Combination of Ant Colony Optimization and Bayesian Classification for Feature Selection in a Bioinformatics DatasetMehdi Hosseinzadeh Aghdam1*, Jafar Tanha2, Ahmad Reza Naghsh-Nilchi3 and Mohammad Ehsan Basiri3
- *Corresponding Author:
- Mehdi Hosseinzadeh Aghdam
Computer Engineering Department
Technical & Engineering Faculty of Bonab
University of Tabriz, Tabriz, Iran
Phone:+98 311 7932671
Fax: +98 311 7932670
E-mail: [email protected], [email protected]
Received date: March 31, 2009; Accepted date: June 14, 2009; Published date: June 15, 2009
Citation: Aghdam MH, Tanha J, Naghsh-Nilchi AR, Basiri ME (2009) Combination of Ant Colony Optimization and Bayesian Classification for Feature Selection in a Bioinformatics Dataset. J Comput Sci Syst Biol 2:186-199. doi:10.4172/jcsb.1000031
Copyright: © 2009 Aghdam MH, et al. This is an open-access article distributed under the terms of the Creative Commons Attribution License, which permits unrestricted use, distribution, and reproduction in any medium, provided the original author and source are credited.
Feature selection is widely used as the first stage of classification task to reduce the dimension of problem, decrease noise, improve speed and relieve memory constraints by the elimination of irrelevant or redundant features.

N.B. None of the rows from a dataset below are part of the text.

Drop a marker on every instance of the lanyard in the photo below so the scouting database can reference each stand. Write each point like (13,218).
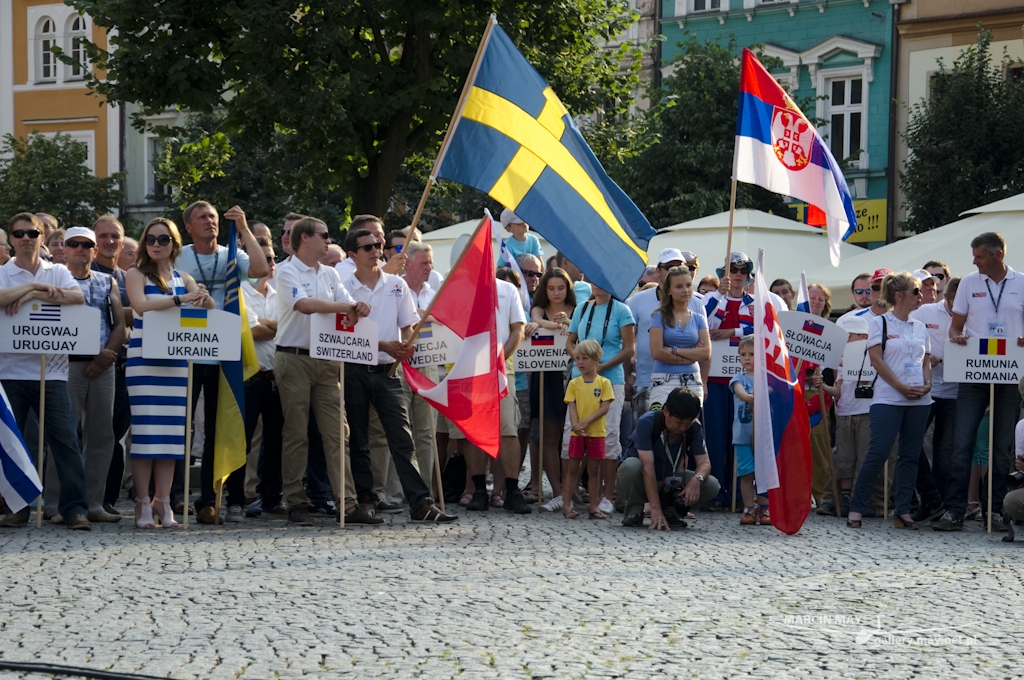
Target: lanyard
(995,303)
(202,273)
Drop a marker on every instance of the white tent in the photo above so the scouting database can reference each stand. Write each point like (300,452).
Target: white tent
(790,246)
(949,244)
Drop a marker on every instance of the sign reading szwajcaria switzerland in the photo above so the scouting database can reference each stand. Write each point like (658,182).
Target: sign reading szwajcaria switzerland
(813,338)
(983,360)
(545,350)
(193,334)
(336,338)
(42,328)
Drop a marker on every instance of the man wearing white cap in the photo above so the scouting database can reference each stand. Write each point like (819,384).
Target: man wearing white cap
(643,304)
(521,242)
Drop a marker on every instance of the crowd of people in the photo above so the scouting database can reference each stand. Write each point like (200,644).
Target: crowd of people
(660,436)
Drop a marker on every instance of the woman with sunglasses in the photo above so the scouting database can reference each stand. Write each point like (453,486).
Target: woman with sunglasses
(157,388)
(899,348)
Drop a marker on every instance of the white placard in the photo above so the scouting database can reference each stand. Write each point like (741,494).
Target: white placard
(193,334)
(333,337)
(545,350)
(435,344)
(852,357)
(813,338)
(42,328)
(725,358)
(983,360)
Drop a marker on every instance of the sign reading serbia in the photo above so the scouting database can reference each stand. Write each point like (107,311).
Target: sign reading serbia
(542,351)
(813,338)
(983,360)
(192,334)
(335,338)
(41,328)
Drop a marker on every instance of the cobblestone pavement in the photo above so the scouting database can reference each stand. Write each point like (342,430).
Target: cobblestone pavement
(498,595)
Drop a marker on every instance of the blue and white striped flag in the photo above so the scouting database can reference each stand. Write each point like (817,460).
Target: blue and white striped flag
(18,482)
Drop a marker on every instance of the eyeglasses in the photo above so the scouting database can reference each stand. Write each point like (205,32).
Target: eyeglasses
(162,240)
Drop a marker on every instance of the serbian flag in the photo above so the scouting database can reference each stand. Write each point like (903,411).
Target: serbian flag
(781,428)
(471,391)
(778,149)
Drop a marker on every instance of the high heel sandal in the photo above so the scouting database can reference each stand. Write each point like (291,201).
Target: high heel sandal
(164,513)
(143,513)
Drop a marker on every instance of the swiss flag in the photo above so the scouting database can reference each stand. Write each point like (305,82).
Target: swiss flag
(471,392)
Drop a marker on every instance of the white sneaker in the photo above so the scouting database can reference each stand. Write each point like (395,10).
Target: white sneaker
(554,505)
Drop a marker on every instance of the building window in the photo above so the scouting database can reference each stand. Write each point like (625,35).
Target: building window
(47,60)
(76,47)
(845,113)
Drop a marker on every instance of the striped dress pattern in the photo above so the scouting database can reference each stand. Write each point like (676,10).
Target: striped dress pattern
(157,391)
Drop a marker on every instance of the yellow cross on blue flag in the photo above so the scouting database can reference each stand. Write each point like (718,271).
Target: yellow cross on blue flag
(514,140)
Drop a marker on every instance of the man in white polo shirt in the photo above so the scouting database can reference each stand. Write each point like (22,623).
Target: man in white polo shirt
(392,307)
(989,304)
(305,287)
(23,279)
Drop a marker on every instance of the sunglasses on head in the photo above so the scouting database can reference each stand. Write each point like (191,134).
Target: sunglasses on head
(162,240)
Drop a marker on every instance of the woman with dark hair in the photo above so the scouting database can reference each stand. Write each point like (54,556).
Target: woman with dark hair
(158,388)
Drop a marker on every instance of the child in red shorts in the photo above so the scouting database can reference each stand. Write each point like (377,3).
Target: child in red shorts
(589,397)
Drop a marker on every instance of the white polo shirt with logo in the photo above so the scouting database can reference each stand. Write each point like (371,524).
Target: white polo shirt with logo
(297,282)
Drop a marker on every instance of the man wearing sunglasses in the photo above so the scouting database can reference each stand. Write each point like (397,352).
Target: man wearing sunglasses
(26,278)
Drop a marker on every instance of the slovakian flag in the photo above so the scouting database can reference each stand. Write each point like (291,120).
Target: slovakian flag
(779,150)
(471,391)
(781,427)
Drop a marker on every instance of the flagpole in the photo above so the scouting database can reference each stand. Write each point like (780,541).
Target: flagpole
(437,295)
(492,23)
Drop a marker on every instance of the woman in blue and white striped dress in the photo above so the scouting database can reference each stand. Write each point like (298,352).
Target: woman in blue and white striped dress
(158,388)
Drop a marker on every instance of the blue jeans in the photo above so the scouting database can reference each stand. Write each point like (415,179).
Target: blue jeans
(888,422)
(60,437)
(971,402)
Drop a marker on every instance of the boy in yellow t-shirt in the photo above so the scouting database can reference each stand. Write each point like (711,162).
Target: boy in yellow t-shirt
(589,397)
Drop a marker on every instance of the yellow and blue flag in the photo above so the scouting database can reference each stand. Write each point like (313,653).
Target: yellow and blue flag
(515,141)
(229,441)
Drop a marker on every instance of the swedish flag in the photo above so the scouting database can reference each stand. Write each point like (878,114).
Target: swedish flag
(516,141)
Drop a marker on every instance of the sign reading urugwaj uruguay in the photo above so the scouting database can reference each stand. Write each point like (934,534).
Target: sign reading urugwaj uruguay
(336,338)
(42,328)
(813,338)
(983,360)
(435,344)
(545,350)
(193,334)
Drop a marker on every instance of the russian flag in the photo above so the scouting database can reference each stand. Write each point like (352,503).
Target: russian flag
(779,150)
(782,435)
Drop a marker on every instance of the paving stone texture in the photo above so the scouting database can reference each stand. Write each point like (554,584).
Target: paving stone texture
(504,596)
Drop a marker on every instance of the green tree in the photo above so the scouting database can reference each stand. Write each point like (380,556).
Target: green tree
(966,143)
(48,174)
(353,87)
(687,172)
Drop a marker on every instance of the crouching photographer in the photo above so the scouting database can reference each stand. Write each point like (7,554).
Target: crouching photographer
(653,469)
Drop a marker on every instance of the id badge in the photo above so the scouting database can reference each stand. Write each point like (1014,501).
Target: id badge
(914,375)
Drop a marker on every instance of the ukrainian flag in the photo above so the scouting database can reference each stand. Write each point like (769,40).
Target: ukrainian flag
(514,140)
(229,441)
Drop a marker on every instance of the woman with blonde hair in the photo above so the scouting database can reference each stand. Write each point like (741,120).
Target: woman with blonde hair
(158,388)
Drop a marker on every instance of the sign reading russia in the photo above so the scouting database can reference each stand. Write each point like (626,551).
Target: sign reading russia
(543,351)
(983,360)
(335,338)
(41,328)
(190,333)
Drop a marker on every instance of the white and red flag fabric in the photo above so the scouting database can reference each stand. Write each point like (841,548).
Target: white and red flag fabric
(471,391)
(781,427)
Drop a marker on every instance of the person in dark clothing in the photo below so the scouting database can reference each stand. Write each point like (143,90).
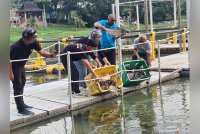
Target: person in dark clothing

One approach in the feature selection area is employing population-based optimization algorithms such as particle swarm optimization (PSO)-based method and ant colony optimization (ACO)-based method. Ant colony optimization algorithm is inspired by observation on real ants in their search for the shortest paths to food sources. Protein function prediction is an important problem in functional genomics. Typically, protein sequences are represented by feature vectors. A major problem of protein datasets that increase the complexity of classification models is their large number of features. This paper empowers the ant colony optimization algorithm by enabling the ACO to select features for a Bayesian classification method. The naive Bayesian classifier is a straightforward and frequently used method for supervised learning. It provides a flexible way for dealing with any number of features or classes, and is based on probability theory. This paper then compares the performance of the proposed ACO algorithm against the performance of a standard binary particle swarm optimization algorithm on the task of selecting features on Postsynaptic dataset. The criteria used for this comparison are maximizing predictive accuracy and finding the smallest subset of features. Simulation results on Postsynaptic dataset show that proposed method simplifies features effectively and obtains a higher classification accuracy compared to other feature selection methods.